Now, have students volunteer to look through their piles of “unhealthy” fish and read some of the characteristics out loud to the class. Guide the class through some dialogue:

  • What do we think about these characteristics? Why are they harmful in a relationship?
  • What are some concrete examples of these characteristics? (Example Characteristic: “Putting [them] down”; Concrete Example: insulting and/or making fun of a partner in front of their friends or family.)
  • Why did we not throw the fish back into the sea after we caught them and saw they were “unhealthy?” (NOTE: it is important to explain to your students that, especially in early relationships, many young people do not understand how their actions can be abusive or controlling. Sometimes, they just need to be told that their actions are harmful for them to understand and change their behavior. However, if this behavior goes unchecked and continues or worsens over time, that is when someone should either seek help or break up with their partner…because there are plenty of fish in the sea!)
  • What are some ways we can talk to our partners when they exhibit these unhealthy characteristics? (Using the example above: “It really hurt my feelings when you talked down to me like that in front of your friends. You may have been joking around, but it hurt and I didn’t think it was funny.”)

Step 11.

Reflect on the experience with the class through dialogue:

  • What did you think of this activity?
  • How was it similar to real life dating? How was it not similar?

Materials needed: paper, pen, poster paper, markers

Individual Manifestos

Step 1.

Explain to your students that they will individually create their own relationship manifesto, declaring what they demand from their relationships with others. A manifesto is a written statement declaring publicly the intentions, motives, or views of its issuer.
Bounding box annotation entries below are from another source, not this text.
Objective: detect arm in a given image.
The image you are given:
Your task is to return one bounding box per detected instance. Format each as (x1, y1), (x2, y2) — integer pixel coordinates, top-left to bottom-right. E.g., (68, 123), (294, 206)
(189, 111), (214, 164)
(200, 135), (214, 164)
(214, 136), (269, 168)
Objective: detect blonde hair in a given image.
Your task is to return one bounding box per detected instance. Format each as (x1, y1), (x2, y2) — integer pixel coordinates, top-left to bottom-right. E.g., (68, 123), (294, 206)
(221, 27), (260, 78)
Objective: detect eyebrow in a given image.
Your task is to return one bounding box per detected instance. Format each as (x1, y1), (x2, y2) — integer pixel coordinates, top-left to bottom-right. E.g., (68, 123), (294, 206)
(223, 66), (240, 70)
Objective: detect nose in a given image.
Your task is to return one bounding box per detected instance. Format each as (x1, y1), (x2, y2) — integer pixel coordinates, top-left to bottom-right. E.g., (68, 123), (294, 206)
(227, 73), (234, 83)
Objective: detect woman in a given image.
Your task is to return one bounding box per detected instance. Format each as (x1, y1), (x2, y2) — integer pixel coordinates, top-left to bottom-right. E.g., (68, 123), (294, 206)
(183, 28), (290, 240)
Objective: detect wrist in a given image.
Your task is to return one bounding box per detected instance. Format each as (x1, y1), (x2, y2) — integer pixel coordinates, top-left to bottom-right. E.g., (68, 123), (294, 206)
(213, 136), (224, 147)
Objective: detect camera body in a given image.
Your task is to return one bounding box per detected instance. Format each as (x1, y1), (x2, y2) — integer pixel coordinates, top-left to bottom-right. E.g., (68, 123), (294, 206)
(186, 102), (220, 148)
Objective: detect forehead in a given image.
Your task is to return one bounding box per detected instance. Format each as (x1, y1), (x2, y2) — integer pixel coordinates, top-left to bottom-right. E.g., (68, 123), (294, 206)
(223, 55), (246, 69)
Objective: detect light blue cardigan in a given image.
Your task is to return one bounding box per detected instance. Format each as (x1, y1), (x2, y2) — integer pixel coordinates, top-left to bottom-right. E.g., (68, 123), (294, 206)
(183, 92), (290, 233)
As the word implies, the writer makes their values, beliefs, or intentions manifest by writing them down, and sometimes by sharing them.

Manifestos are:

  • Well thought-out and personal
  • Intended to be meaningful and powerful, with every sentence a strong statement
  • Ideally will shape future actions, decisions, and relationships

Step 2.

Explain that they can utilize poetry, drawing, or other visual art, movement, and/or song, or they can create a simple free write. Invite them to be creative.

Step 3.

Share some action-based sentence starters for a strong relationship manifesto, including:

  • I demand…
  • I expect...
  • I require...
  • I do not put up with...
  • I draw the line when...
  • I will do... if...
  • I will respect myself enough to...

Step 4.

The more personal the manifestos can be, the better. Tell them that they can use the prompts given or develop something completely different. Students should know that these are for them and that they will not be required to share anything that they do not wish to share.

Group Manifestos

Step 1.

Ask your students to underline a sentence from each of their manifestos that they are willing to share with the class and that they feel is most significant and/or representative of their manifesto as a whole. If they do not want to share any portion of their manifesto with the class, they can write a new line that they will share instead.

Step 2.

Have students stand in a circle around the classroom.

Step 3.

In the circle, have each student share, one after another, and their underlined sentence—creating a single, spoken manifesto that combines them all.

Step 4.

Students may benefit from receiving an email or handout of their classroom manifesto. To create this, you could record them reading, or collect their manifestos and simply type out each of the underlined sentences. If you do collect their manifestos, make sure to return them to the students so that they may hold on to them and come back to them from time to time, if they so choose.